I guess that is the big difference: On a long passage we are quite comfortable waiting for the wind. We are not on a schedule, and do not consider calm time being "stuck" but just another face of the ocean to enjoy. Having made passages on a boat that had a total fuel capacity of just over 200 liters, I learned early on to love the quiet times :) When we got Harmonie I wondered why she had such a big fuel tank, and how could people ever need that much on a sailboat.
On passage it is unusual that we motor more than 50 miles out of a thousand. Of course we do sometimes have a 50 mile day, and the occasional minus 10 mile day. :) When island hopping or coastal cruising we tend to motor more because there are more timing issues involved. In some ways I think diesel fuel is like the money in the cruising kitty: You always use all you have.
We generally use about 2-3 liters a day for the generator at anchor, and about 4 liters a day underway. Filling our main diesel tank is a big event in our cruising year!
There is no right or wrong about the amount of motoring people do. I am just wondering if I am missing something on my usage calculations when I see so many people here on the forum feeling the need to increase fuel capacity far, far beyond what I felt I needed.

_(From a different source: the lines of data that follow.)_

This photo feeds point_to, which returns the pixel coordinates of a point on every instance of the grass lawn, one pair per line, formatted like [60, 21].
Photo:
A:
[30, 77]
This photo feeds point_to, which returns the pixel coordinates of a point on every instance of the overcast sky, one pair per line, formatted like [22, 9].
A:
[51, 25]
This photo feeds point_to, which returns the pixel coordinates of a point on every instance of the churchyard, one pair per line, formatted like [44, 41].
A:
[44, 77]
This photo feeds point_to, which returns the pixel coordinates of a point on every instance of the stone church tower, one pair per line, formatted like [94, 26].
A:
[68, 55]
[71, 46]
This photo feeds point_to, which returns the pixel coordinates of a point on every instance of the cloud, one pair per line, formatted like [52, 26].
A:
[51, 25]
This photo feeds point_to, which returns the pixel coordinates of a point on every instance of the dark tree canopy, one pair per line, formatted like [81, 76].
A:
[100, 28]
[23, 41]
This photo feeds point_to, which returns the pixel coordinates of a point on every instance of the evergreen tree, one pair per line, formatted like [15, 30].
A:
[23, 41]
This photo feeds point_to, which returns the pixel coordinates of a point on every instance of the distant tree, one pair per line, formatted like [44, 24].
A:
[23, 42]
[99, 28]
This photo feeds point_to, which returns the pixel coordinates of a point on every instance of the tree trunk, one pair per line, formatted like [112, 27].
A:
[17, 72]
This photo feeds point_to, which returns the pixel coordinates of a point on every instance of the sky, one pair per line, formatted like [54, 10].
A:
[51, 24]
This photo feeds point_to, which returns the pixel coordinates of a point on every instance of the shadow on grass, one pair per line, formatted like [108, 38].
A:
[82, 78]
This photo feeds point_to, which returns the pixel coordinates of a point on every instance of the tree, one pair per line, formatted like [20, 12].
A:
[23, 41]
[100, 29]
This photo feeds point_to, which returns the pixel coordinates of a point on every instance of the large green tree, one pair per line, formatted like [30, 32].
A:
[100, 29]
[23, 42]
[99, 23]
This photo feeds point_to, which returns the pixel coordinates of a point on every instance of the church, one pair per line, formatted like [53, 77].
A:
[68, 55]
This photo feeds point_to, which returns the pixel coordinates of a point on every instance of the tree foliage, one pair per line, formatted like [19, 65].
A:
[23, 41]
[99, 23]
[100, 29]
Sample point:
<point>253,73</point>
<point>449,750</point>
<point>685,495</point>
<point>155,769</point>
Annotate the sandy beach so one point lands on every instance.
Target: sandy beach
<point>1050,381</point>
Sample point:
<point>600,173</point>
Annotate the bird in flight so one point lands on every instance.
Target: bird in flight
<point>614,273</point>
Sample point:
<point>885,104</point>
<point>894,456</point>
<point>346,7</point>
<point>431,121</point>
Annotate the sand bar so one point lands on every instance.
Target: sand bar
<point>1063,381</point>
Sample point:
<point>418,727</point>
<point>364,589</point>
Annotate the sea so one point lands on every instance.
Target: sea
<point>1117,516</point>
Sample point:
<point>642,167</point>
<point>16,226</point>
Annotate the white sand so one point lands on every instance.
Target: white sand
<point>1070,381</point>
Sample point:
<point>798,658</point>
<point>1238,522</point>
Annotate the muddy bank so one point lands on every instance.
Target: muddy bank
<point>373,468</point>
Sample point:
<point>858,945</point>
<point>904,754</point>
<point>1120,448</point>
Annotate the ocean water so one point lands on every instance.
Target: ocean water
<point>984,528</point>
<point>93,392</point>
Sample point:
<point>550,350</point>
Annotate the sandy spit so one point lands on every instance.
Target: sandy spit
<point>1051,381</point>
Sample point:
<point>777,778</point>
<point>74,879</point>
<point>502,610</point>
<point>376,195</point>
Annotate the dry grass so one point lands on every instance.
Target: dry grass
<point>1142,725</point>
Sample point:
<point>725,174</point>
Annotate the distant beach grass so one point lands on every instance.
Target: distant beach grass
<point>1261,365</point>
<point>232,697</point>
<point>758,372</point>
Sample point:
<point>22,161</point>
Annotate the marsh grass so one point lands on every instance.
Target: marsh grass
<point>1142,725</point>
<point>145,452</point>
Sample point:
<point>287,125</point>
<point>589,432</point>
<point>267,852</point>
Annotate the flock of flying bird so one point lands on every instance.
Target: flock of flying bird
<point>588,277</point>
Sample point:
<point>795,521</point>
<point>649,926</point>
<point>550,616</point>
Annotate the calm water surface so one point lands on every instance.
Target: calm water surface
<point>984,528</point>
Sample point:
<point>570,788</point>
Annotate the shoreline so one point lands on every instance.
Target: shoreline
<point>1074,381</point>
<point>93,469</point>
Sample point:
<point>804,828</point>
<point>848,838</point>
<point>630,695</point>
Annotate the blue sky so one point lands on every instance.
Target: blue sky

Charlotte Amalie, StT, USVI
---In amelyachtowners@..., <kanalmamman@...> wrote :
When prepairing for a passage of 3000 nautical miles, where you can be stuck with no wind, you fill up with as much diesel you can. It is not fun to be in the middle of nowhere with no possibilty to run neither of your motors. Even if we have both solar panels and wind gen we have to run the dieselgen on passages since we run more systems when on the move than on anchor.
If we just move around in areas where it is easy to fill up, we never have more than the 600 liters in the main tank.